Statements with a LIMIT cannot push the predicate down, because the result of doing a LIMIT and then a FILTER is different from doing a FILTER and then a LIMIT.

Then perform corresponding processing according to the node type. Here are the common FILTER nodes and JOIN nodes :

FILTER Node

The FILTER type is the simplest case, just merge the filtering conditions of the current node with those passed from the upper level and try to push down to the child node: if all the conditions can be pushed down, then the current node is a FILTER node with no filtering conditions, and it can be deleted directly; if there are conditions that can not be pushed down, then it will be processed at the current node.

JOIN Node

First of all, we introduce a small optimization that can transform a left join to an inner join. The result of left join contains all rows of the left table. If a left table row does not have a matching result in the right table, the corresponding column of the right table is filled with NULL value.

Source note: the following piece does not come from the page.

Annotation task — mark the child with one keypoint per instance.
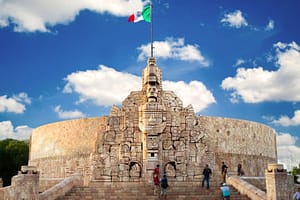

The advantage of this optimization is that for inner join, if the filter condition of the ON clause only involves the columns of the left or right table, the condition can be pushed down to the corresponding child nodes directly.

The predicate push down strategy on JOIN node first tries to transform the left join into an inner join, and then collects the push-down filter conditions based on the join side, and recursively pushes down to the left and right child nodes. For conditions that cannot be pushed down to the child nodes, a FILTER node is added above the child nodes to handle these conditions.

Part 5 Summarize

This article briefly introduces the front-end part of the MatrixOne kernel code from the perspective of a beginner, starting from the most common select statement, including the 3 components of binder, planner, and optimizer. Also introduces common sql clause bind and plan generation process, rule-based optimizer code framework and predicate push down optimization strategy.

The main goal of this article is to sort out the main process of MatrixOne, the actual MatrixOne source code is much more complex, involving details and all kinds of corners cases. Engineers who want to take a closer look at MatrixOne as well as those interested in digging deeper into the details can download the source code and read it carefully.